When those words went public in The Washington Times yesterday, many interpreted them to mean that Mr. Clinton was blaming America for the September 11 terrorist attacks in New York, Pennsylvania and at the Pentagon.
"Bill Clinton is his same old self content to pass the buck blaming the Founders, the Crusaders, and anyone else in sight for the attacks of September 11. He is entirely unwilling to accept any responsibility for what occurred on his watch. Before, he has pardoned the unpardonable; now he has justified the unjustifiable," noted the National Review at its Web site yesterday.
Syndicated radio host Rush Limbaugh spent an hour on the topic yesterday, fielding calls from some of his 20 million listeners who were irked by Mr. Clinton's comments. G. Gordon Liddy also covered the story, as did Matt Drudge at his Web site, www.drudgereport.com.
Tennessee-based political observer Glenn Reynolds said he had been inundated with e-mails after posting the comments at his Web site, instapundit.blogspot.com.
"Funny, when Clinton was president, he said that when people criticized the government we should 'raise our fist and shout them down.'" Mr. Reynolds wrote. "That was when he was president. America has retrospectively become a lot more unjust in the several months since, I guess.

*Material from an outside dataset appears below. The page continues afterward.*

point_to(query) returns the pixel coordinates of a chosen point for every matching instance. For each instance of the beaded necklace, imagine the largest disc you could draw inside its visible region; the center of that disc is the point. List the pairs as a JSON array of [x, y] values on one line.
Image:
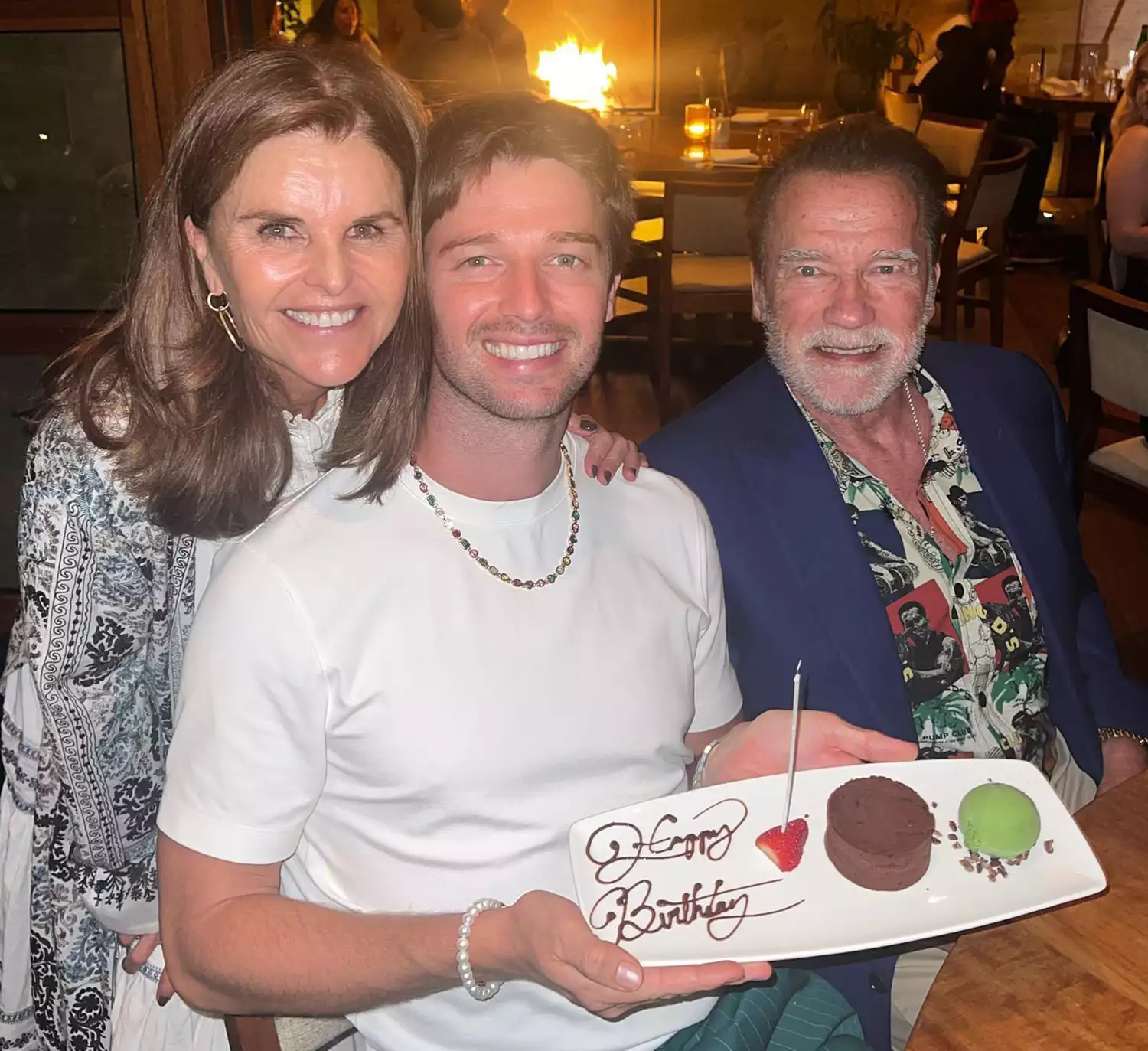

"A few readers have emailed me to say that they don't think Clinton is talking about consequences of September 11," Mr. Reynolds continued. "Well, his talk was supposed to be about the world after September 11, and he's saying things that sound exactly like what we hear from the 'America had it coming' folks. If he didn't mean to say anything of the sort, then he showed such appalling judgment in speaking as he did that it calls into question whether it's appropriate for him to be speaking in public as an ex-president right now."
Over at Lucianne Goldberg's Web site, www.lucianne.com, readers ranted with gusto and unchecked anger at times.
"Mr. Clinton knew all of these shortcomings in our government, and that all of these shortcomings did not occur overnight, why did he not, from his seat of all power knowledge and goodness, fix it himself," wrote one visitor.
"His laxity towards terrorism during his administration is the reason terrorists are emboldened to do their evil deeds," commented another.
Associated Press and CNN also covered Mr. Clinton's speech but neither included the comments about slavery or American Indians, instead concentrating on global perspectives, diplomacy and the future.
Mr. Clinton "told foreign service students at Georgetown University Wednesday the world is in a 'struggle for the soul of the 21st century' and called for a great debate with the Muslim world over its values versus the values of the West," noted a CNN account yesterday.
Calls placed to Mr. Clinton's New York office for comment were not returned.